Now, we need to find the first partial derivative of \(f(x,y)\) with respect to y, by differentiating the function with respect to y while treating x as a constant. So we have: $$f_y(x, y) = \frac{\partial}{\partial y}(2x^3 + 3y^2 + 1)$$ $$f_y(x, y) = 6y$$

Now we need to find the second-order mixed partial derivative \(f_{xy}\), which is the derivative of \(f_x(x, y)\) (which we found in step 1) with respect to y. So we have: $$f_{xy}(x, y) = \frac{\partial}{\partial y}(6x^2)$$ $$f_{xy}(x, y) = 0$$

Now, we need to find the second-order mixed partial derivative \(f_{yx}\), which is the derivative of \(f_y(x, y)\) (which we found in step 2) with respect to x.
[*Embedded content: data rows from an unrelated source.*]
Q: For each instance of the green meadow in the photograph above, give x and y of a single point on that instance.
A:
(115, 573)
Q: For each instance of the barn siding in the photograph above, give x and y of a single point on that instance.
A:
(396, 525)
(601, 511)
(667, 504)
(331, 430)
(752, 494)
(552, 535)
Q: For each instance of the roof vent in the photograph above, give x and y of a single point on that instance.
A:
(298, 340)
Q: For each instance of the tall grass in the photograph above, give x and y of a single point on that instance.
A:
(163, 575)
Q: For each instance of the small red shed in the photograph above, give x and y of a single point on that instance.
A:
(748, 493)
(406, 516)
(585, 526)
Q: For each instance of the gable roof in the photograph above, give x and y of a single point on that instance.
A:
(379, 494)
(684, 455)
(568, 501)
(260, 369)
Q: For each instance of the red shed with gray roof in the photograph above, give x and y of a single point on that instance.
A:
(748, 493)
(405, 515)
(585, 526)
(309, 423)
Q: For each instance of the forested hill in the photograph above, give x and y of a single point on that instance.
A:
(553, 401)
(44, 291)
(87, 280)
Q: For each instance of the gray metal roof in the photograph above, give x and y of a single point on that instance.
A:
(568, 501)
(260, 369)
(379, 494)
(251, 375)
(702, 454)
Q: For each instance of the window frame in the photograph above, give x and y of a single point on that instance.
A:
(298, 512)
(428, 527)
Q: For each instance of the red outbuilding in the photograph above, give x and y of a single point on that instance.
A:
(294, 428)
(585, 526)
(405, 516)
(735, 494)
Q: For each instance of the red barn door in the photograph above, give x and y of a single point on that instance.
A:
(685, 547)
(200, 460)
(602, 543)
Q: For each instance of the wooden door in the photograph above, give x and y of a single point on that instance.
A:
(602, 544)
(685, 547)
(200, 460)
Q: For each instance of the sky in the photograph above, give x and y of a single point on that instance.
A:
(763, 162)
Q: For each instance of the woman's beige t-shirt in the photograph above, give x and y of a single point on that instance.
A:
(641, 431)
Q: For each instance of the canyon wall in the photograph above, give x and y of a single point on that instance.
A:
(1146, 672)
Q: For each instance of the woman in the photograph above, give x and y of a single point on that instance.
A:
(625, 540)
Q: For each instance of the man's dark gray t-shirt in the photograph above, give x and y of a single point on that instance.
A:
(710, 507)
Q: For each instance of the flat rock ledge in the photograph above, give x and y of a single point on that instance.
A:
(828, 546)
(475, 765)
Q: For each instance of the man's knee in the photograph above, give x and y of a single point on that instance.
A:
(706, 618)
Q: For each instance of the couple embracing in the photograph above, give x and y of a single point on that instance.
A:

So we have: $$f_{yx}(x, y) = \frac{\partial}{\partial x}(6y)$$ $$f_{yx}(x, y) = 0$$

Finally, we need to compare the mixed partial derivatives \(f_{xy}(x, y)\) and \(f_{yx}(x, y)\), which we found in steps 3 and 4, respectively: $$f_{xy}(x, y) = 0$$ $$f_{yx}(x, y) = 0$$ Since \(f_{xy}(x, y) = f_{yx}(x, y)\), the given statement is true and we can conclude that for the given function, \(f(x, y) = 2x^3 + 3y^2 + 1\), the second-order mixed partial derivatives are equal.